Ve dolayısıyla sizden isteğim; sandığa giderken elinizi vicdanınıza koyun, vicdanınızın sesini dinleyin ve ondan sonra oy kullanın. Birileri beşli çetelere çalışırken, uyuşturucu baronlarına çalışırken, birileri ceplerini doldururken, Amerikalarda, İngilterelerde dünyalıklarını edinirken, gökdelenler inşa ederken, çiftlikler satın alırken…
Bir sözüm daha var; buradan kaçırdıkları paraların tamamını son kuruşuna kadar alacağım. ‘Efendim nereden alacaksın’ diyorlar. Bay Kemal, kimin ne kadar para kaçırdığını, hangi bankaya yatırdığını gayet iyi biliyor.
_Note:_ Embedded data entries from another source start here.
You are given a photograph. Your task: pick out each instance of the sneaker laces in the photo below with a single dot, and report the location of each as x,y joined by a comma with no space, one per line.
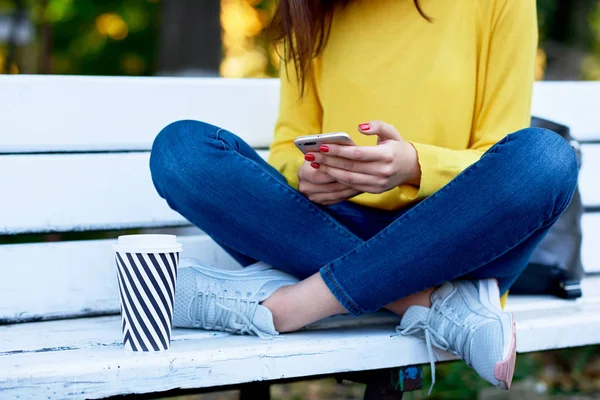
454,341
234,318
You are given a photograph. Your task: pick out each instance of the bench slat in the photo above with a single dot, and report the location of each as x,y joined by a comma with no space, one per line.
73,279
114,191
96,366
572,103
74,113
78,278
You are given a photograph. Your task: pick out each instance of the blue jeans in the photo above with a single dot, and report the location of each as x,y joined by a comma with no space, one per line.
483,224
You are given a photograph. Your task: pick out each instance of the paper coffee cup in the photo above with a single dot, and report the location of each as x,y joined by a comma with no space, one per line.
147,273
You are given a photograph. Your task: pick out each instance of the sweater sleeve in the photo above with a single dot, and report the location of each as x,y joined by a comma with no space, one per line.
297,116
504,90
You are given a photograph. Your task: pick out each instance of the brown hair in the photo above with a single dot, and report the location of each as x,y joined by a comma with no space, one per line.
303,26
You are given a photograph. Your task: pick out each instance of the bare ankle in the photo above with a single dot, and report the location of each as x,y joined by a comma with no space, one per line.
422,299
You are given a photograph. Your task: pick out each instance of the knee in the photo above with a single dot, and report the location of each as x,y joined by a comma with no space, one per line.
176,145
549,162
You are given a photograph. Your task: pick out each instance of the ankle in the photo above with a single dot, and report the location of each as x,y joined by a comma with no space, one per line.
422,299
276,304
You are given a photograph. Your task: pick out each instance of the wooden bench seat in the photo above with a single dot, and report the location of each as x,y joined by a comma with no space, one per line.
74,165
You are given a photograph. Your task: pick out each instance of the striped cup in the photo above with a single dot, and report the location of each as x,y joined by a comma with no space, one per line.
147,273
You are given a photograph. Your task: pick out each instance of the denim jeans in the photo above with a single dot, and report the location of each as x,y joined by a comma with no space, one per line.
484,224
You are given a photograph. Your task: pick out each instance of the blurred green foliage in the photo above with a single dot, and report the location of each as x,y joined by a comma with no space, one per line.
96,37
120,37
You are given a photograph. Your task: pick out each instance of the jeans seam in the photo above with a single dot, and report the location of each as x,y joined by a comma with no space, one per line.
343,293
295,194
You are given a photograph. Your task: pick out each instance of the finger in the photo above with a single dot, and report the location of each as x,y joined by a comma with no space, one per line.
358,153
383,130
377,168
309,174
353,178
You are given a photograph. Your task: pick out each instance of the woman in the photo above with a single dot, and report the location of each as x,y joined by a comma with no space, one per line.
433,216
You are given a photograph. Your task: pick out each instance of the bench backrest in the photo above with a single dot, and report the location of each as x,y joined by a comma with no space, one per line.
74,170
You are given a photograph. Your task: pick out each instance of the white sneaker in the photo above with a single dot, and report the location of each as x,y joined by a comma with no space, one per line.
467,320
221,300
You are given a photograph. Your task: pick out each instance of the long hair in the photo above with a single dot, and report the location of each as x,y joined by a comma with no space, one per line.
304,26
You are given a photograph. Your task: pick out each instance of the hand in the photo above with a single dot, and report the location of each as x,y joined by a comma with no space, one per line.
371,169
320,188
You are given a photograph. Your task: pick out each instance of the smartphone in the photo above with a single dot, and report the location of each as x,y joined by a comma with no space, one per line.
311,143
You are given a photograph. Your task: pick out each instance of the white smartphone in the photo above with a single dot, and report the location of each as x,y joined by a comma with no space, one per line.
311,143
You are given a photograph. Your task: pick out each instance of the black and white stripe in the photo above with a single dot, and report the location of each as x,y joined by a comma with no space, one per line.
147,291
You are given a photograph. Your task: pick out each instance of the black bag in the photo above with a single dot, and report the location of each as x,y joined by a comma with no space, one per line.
555,266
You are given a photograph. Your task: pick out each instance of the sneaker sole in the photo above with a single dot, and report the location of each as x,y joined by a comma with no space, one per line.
504,370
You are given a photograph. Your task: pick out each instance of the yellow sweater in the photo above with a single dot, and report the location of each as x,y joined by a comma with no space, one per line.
452,88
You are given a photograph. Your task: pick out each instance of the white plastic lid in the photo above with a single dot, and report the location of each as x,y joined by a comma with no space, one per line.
148,244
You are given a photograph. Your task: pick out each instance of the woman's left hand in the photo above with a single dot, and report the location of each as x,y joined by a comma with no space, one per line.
372,169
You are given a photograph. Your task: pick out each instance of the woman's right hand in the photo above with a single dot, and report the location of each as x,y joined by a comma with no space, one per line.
320,188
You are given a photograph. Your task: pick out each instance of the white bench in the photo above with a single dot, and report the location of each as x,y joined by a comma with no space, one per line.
74,160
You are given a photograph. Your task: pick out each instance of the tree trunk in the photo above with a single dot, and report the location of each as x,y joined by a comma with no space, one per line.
190,42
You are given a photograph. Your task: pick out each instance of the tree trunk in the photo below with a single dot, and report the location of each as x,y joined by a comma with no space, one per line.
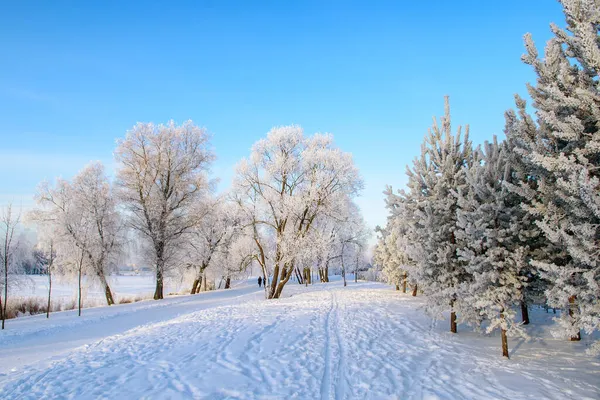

Hiçbir uluslararası mahkeme, bir devletin soyulmasına evet demez. Dolayısıyla buradan para çalınıp gitmişse o paraları getireceğim. Kul hakkı yiyenlerle mücadele etmek benim görevim.
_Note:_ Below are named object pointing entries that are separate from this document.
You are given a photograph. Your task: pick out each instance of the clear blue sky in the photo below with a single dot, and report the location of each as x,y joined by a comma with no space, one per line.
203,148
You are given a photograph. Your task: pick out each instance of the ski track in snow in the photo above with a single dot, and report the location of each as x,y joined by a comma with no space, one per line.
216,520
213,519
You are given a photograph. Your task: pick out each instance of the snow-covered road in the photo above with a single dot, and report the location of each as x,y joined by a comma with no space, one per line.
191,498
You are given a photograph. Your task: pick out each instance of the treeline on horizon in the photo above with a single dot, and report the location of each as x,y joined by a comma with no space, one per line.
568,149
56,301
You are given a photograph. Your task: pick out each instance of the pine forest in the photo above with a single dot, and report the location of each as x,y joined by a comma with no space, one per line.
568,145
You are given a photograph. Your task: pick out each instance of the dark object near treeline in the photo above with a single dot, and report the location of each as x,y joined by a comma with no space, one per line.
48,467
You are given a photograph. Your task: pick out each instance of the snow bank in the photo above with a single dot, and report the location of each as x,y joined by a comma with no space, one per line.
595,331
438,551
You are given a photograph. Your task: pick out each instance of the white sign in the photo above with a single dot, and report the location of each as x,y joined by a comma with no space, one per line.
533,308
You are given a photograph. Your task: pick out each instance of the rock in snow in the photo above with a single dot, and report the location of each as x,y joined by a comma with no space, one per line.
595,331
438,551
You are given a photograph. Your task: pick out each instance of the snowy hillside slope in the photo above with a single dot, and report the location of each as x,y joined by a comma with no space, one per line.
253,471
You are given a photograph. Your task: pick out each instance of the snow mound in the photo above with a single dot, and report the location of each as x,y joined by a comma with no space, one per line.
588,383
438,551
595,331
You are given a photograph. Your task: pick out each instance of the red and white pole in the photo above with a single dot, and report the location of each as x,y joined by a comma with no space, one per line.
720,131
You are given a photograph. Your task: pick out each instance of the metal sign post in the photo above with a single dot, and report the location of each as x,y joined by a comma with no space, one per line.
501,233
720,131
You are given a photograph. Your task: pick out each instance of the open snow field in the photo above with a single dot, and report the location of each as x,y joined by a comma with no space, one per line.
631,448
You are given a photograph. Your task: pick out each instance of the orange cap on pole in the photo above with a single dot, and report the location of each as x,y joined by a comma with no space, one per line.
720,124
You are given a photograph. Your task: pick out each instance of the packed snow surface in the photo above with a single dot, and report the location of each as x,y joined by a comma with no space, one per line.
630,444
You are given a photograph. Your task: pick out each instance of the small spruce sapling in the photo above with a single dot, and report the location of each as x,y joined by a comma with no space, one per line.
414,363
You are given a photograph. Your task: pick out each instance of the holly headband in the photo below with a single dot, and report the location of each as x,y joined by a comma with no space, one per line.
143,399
Ben sizden destek istiyorum. Sadece o. Destek istiyorum. Desteği verin, Türkiye’yi değiştirelim, herkesin huzur içinde yaşadığı bir Türkiye’yi inşa edelim.
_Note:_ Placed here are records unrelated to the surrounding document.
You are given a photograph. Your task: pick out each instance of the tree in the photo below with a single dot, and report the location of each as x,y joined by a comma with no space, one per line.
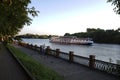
67,34
116,3
14,15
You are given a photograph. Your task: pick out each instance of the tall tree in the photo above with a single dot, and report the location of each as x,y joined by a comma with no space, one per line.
116,3
14,15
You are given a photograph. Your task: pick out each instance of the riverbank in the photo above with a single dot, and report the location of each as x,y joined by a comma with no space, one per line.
34,68
70,71
105,52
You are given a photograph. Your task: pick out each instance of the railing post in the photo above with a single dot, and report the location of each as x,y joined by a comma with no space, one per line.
71,56
92,61
48,50
35,47
57,52
40,49
118,67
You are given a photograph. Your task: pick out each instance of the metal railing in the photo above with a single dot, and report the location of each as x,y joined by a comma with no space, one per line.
89,62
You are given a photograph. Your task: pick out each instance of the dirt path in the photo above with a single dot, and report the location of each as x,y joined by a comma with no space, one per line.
70,71
9,68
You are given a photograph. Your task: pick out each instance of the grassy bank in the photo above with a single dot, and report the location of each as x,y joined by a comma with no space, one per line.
40,72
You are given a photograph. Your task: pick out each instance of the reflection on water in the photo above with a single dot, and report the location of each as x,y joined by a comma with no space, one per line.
105,52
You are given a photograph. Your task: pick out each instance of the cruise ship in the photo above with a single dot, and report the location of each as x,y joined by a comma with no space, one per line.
71,40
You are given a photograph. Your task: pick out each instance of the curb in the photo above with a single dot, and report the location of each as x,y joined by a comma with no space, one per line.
20,63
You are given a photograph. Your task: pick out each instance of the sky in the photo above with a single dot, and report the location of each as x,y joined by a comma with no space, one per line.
58,17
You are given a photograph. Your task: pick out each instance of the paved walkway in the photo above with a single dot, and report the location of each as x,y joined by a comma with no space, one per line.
70,71
9,68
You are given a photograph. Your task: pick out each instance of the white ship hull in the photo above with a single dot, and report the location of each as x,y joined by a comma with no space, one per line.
71,40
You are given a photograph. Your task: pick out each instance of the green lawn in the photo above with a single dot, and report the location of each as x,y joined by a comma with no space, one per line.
40,72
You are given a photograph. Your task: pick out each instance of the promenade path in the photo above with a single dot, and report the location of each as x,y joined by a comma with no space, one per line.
70,71
9,68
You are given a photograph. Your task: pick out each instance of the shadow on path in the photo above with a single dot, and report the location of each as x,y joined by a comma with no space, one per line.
70,71
9,68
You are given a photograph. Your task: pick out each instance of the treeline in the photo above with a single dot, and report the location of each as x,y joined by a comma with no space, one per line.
35,36
100,35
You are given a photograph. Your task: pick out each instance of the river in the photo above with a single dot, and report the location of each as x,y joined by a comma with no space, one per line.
104,52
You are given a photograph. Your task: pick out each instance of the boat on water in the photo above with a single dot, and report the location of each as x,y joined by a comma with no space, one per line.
71,40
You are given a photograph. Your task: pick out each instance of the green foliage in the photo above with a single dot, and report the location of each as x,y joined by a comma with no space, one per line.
35,36
14,15
100,35
39,71
116,3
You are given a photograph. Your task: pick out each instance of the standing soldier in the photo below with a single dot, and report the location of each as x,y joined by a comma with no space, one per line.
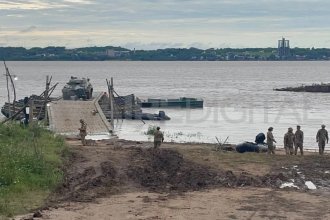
270,141
298,140
288,142
321,138
83,131
158,138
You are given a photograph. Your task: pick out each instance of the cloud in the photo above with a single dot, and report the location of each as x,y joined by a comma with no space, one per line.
162,23
29,29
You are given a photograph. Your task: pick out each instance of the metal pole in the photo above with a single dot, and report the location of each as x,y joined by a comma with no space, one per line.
111,103
46,98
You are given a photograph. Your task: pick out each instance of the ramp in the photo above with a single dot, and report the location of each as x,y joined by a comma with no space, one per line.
64,116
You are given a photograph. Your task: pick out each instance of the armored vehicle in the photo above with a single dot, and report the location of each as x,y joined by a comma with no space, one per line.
77,88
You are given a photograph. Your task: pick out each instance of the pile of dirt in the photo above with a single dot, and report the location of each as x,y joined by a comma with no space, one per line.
92,182
91,175
167,170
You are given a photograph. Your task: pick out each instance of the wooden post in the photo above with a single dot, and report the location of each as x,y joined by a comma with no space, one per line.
46,99
111,103
31,108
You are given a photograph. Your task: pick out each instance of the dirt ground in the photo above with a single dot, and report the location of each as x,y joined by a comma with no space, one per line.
118,179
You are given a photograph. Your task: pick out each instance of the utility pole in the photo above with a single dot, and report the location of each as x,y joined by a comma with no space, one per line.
46,98
111,97
8,77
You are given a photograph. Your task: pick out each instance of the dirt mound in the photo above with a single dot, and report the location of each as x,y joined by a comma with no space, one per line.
116,171
165,170
92,182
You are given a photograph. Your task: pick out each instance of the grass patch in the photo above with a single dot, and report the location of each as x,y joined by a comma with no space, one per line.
31,160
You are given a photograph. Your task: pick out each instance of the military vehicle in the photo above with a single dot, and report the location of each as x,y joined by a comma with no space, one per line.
77,88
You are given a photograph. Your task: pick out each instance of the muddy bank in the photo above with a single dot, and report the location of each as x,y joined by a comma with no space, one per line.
123,166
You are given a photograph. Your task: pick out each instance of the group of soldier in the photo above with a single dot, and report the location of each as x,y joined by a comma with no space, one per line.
293,141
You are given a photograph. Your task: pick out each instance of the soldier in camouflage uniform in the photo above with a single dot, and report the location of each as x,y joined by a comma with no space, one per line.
83,131
270,141
158,138
289,141
298,141
321,138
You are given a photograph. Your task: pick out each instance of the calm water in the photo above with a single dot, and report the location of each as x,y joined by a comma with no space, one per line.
239,97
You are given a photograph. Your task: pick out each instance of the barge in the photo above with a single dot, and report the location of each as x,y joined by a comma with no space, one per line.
182,102
323,88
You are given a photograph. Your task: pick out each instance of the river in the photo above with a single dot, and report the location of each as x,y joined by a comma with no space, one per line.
238,97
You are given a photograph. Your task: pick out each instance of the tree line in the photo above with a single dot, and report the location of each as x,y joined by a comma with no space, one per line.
168,54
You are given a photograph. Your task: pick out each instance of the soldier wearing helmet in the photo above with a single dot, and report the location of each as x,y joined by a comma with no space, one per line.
321,138
83,131
289,141
298,140
270,141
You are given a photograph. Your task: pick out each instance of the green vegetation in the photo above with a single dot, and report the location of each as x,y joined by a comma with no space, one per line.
168,54
31,160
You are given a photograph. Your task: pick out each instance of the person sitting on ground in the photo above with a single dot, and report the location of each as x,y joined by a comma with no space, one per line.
158,138
260,138
83,131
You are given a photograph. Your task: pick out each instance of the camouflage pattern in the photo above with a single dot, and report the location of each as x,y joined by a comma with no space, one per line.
270,143
158,138
288,142
83,132
298,141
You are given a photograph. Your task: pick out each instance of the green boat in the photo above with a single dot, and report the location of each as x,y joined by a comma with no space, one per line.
182,102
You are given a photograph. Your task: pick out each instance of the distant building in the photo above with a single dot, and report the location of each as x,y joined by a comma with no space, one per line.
283,49
114,53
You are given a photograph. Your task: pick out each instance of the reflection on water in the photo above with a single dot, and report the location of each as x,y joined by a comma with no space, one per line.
203,125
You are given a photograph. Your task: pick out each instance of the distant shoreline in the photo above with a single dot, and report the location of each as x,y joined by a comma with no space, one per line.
110,53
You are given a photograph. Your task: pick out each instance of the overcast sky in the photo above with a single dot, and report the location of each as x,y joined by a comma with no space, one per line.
150,24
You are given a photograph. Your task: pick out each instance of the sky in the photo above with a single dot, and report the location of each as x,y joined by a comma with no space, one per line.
156,24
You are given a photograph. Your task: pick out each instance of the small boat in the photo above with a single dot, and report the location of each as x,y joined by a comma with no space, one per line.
182,102
323,87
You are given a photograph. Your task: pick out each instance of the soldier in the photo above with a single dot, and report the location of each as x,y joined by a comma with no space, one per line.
83,131
158,138
270,141
298,140
289,141
321,137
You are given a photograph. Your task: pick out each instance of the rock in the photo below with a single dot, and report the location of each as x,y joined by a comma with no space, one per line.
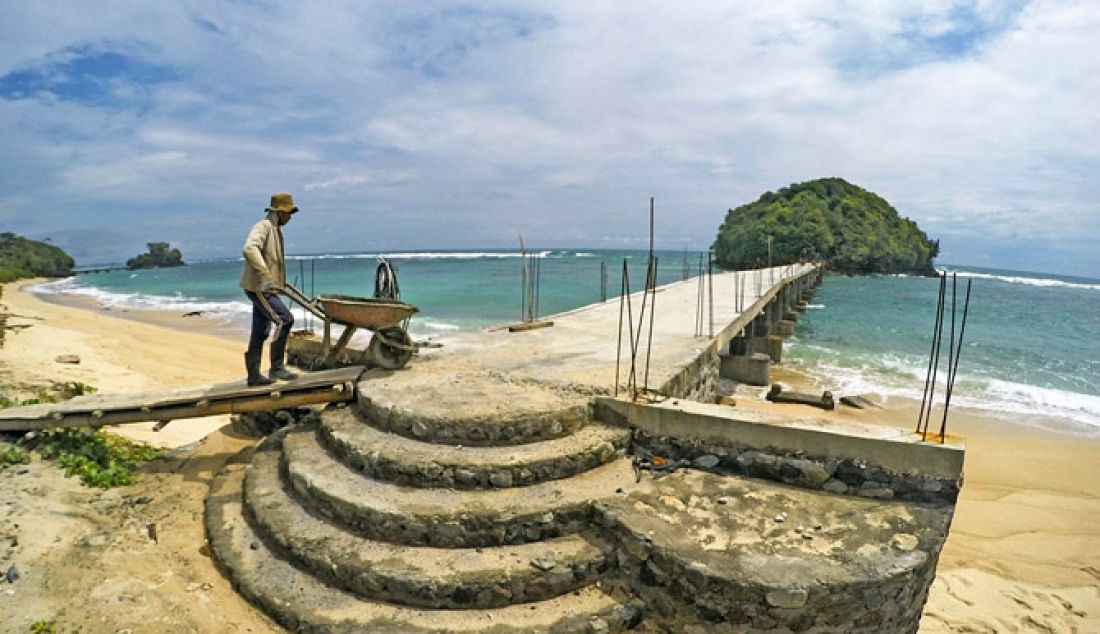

Bizim Ekrem Başkanın güzel bir sözü var. Her şey çok güzel olacak. Emin olun, her şey çok güzel olacak. Size baharları getireceğim, huzuru getireceğim, bereketi getireceğim, kardeşliği getireceğim. Ayrımcılığı bitireceğim. Beraber yaşayacağız, birlikte yaşayacağız. ‘Komşu komşunun külüne muhtaçtır’ deriz. Komşuluk ilişkilerini büyüteceğiz. Başı açığı, başı kapalısı herkesle dost, herkesle kardeş ve herkesle kucaklaşacağız. Türkiye kamplaşmayacak, Türkiye kucaklaşacak. Bütün hedefimiz; daha büyük, daha zengin, daha güzel bir Türkiye, herkesin aşının, işinin olduğu güzel bir Türkiye.
Hepinize en içten sevgiler, saygılar sunuyorum.
Sağ olun, var olun, Allah’a emanet olun.